Morgan urges voters to keep steroid users out of Hall
Hall of Fame second baseman Joe Morgan is urging voters to keep “known steroid users” out of Cooperstown.
A day after the Hall revealed its 33man ballot for the 2018 class, the 74-year-old Morgan argued against the inclusion of players implicated during baseball’s steroid era in a letter to voters with the Baseball Writers’ Association of America. The letter from the vice chairman of the Hall’s board of directors was sent Tuesday using a Hall email address.
“Steroid users don’t belong Morgan here,” Morgan wrote. “What they did shouldn’t be accepted. Times shouldn’t change for the worse.”
Hall voters have been wrestling with the issue of performance-enhancing drugs for several years. Baseball held a survey drug test in 2003 and the sport began testing for banned steroids the following year with penalties. Accusations connected to some of the candidates for the Hall vary in strength from allegations with no evidence to positive tests that caused suspensions.

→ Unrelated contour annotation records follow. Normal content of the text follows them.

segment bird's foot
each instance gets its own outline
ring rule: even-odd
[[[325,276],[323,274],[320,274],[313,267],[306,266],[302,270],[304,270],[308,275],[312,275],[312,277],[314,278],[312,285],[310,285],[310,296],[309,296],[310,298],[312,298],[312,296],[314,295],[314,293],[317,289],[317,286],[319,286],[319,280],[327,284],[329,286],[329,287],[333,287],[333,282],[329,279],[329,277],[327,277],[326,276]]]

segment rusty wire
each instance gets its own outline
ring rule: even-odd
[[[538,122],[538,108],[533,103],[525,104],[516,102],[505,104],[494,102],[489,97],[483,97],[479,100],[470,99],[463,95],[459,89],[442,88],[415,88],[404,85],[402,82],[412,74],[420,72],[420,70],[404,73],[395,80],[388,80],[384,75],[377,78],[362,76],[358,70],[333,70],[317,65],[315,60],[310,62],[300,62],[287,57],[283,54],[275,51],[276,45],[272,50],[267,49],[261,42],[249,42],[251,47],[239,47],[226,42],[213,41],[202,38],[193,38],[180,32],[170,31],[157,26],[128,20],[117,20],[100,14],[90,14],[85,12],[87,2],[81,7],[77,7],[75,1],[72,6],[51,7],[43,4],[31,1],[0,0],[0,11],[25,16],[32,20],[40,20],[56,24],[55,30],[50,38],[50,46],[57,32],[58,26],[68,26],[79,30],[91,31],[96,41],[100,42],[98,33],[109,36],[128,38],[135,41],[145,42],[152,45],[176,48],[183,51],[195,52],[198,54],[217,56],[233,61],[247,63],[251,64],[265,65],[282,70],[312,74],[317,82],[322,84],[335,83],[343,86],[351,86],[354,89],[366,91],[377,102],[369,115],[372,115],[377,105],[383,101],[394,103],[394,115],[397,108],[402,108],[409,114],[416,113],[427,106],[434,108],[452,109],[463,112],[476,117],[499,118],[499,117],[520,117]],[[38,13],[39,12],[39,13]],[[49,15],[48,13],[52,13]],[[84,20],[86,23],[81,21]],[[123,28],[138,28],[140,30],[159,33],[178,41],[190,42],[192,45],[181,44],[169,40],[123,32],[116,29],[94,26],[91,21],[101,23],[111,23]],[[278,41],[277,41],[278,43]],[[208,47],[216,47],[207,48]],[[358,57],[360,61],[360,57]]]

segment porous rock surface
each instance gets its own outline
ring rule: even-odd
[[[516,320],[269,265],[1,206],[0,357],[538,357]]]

About 430 ballots are being sent to voters, who must have been members of the BBWAA for 10 consecutive years, and a player needs at least 75 percent for election. Ballots are due by Dec. 31 and results will be announced Jan. 24.
Writers who had not been covering the game for more than a decade were eliminated from the rolls in 2015, creating a younger electorate that has shown more willingness to vote for players tainted by accusations of steroid use. Barry Bonds and Roger Clemens each received a majority of votes for the first time in 2017 in their fifth year on the ballot.
Morgan said he isn’t speaking for every Hall of Famer, but many of them feel the same way that he does.
“Players who failed drug tests, admitted using steroids, or were identified as users in Major League Baseball’s investigation into steroid abuse, known as the Mitchell Report, should not get in,” Morgan wrote. “Those are the three criteria that many of the players and I think are right.”